Bastó la primera clarinada para que Antonio se enfundara en una capa y saliera al patio. Ya había mirado por la ventana y la ceiba estaba en su lugar, intacta, como un talismán, solo algunas ramas habían sucumbido ante la potencia de los vientos.

–Viejo, ten cuidado, mira que uno no sabe qué ocurrió. Va y de pronto vuelve el viento –expresó su esposa.

–Lo mejor de los ciclones es que cuando dicen adiós, hasta el próximo no hay más problemas.

Antonio no imaginó el desastre que tendría frente a él. Fue hasta el fondo del patio y casi todos los árboles estaban en el piso: aguacates, naranjos, cocoteros y la mata de mamey.

Se le hizo a Antonio un nudo en la garganta. Hubiera aceptado que todas las plantas cayeran, menos la de mamey. Un sentimiento lo unía a ese árbol. Hacía años lo había sembrado junto a su papá. A insistencias suyas, el padre aceptó plantarlo detrás de la casa. “Crecen mucho y demoran en dar los frutos. Es mejor comprarlos que sembrarlos”, manifestó el padre en aquella ocasión, pero finalmente, cedió.

Poco a poco, la mata fue subiendo y a los dos años era la más alta del patio. Antonio siguió cuidándola, le echaba abono, aunque no lo necesitaba. Al tercer año floreció, mas los vientos de cuaresma le arrebataron los pétalos. Estuvieron observándola para ver si por casualidad se le había quedado, aunque fuera una florecita escondida que cuajara, pero nada. Siguió creciendo y ensanchado, al punto que hubo que quitar un cocotero para que ella fuera plena.

Al quinto año el árbol dio sus primeros frutos, es verdad que fueron poco, pero sí los suficientes como para demostrar que eran los más dulces de toda la comarca.

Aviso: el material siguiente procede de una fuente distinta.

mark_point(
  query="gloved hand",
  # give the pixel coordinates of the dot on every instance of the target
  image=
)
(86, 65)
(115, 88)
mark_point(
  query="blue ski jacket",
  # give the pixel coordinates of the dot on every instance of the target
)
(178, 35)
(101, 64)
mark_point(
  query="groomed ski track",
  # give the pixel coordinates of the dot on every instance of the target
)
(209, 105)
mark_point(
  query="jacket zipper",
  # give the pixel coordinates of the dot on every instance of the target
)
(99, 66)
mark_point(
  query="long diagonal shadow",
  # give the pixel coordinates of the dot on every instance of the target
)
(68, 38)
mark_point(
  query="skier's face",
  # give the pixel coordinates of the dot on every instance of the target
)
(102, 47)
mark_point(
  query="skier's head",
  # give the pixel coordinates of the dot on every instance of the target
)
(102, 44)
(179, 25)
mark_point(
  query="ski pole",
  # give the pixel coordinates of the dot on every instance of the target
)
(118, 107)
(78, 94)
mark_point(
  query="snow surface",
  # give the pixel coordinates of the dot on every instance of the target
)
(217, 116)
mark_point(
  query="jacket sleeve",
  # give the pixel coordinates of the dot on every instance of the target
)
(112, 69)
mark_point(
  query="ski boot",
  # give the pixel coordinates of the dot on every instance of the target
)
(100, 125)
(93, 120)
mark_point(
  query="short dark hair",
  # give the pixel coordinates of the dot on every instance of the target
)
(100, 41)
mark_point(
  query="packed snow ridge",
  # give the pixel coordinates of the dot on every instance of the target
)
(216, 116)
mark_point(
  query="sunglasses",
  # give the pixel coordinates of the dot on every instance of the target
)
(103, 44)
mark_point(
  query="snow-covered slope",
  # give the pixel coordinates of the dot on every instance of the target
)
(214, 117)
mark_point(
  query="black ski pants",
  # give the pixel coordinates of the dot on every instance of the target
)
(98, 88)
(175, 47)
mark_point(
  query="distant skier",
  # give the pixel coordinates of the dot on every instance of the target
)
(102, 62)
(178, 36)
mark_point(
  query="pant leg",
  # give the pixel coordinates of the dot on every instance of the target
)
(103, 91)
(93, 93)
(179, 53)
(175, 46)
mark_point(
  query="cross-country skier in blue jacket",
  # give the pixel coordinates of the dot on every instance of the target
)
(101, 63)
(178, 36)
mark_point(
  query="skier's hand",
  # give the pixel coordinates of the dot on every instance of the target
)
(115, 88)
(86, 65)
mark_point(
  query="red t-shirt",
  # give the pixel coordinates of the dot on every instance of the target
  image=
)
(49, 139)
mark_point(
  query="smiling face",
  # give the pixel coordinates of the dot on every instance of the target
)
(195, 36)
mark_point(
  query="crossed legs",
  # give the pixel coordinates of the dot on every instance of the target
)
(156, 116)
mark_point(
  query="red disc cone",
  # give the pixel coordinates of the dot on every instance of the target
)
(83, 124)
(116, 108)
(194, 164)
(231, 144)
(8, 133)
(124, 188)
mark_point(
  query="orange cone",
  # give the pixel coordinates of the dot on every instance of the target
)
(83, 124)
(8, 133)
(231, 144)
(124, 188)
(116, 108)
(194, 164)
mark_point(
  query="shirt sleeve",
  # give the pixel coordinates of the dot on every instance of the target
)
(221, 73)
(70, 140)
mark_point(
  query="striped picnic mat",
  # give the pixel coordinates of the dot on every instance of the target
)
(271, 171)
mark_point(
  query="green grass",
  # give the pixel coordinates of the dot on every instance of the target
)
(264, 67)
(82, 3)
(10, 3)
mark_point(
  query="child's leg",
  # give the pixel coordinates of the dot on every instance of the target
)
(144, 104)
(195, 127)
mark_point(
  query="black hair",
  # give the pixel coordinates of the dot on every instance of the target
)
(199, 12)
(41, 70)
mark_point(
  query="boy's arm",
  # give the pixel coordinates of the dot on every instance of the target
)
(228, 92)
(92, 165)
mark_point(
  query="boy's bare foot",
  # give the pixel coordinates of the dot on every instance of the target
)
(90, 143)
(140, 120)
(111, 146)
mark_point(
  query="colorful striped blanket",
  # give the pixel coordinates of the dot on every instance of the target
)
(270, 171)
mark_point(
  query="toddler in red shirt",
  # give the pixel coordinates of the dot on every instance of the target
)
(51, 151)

Los años pasaron y la planta de mamey permaneció en su puesto. En la familia, unos nacieron, otros murieron como fue el padre de Antonio; sin embargo, en el patio, ella persistía como una joven lozana, cada vez más frondosa, dejando sus ramas como cobija para sinsontes y tomeguines.

Al campesino, si le hubieran dado la oportunidad de elegir un árbol entre todos hubiera preferido, por supuesto al mamey, aunque le hubiera entristecido la ceiba. Por eso le dolió tanto verlo en el suelo, arrancado de raíz.

–¡La perdimos! ─ exclamó cual si se tratara de un ser humano. No pudo evitarlo, se sentó encima de uno de los troncos y lloró como si fuera un muchacho.

–Papá, no te pongas así. ¡Ya sembraremos otra!– consoló el hijo poniéndole la mano en el hombro.

–No. Ninguna será igual. Los árboles, como los hombres, tienen su historia y ninguna se repite. A lo mejor, algún día, en el patio aparece otra mata de mamey, pero no será con la magia de la primera vez.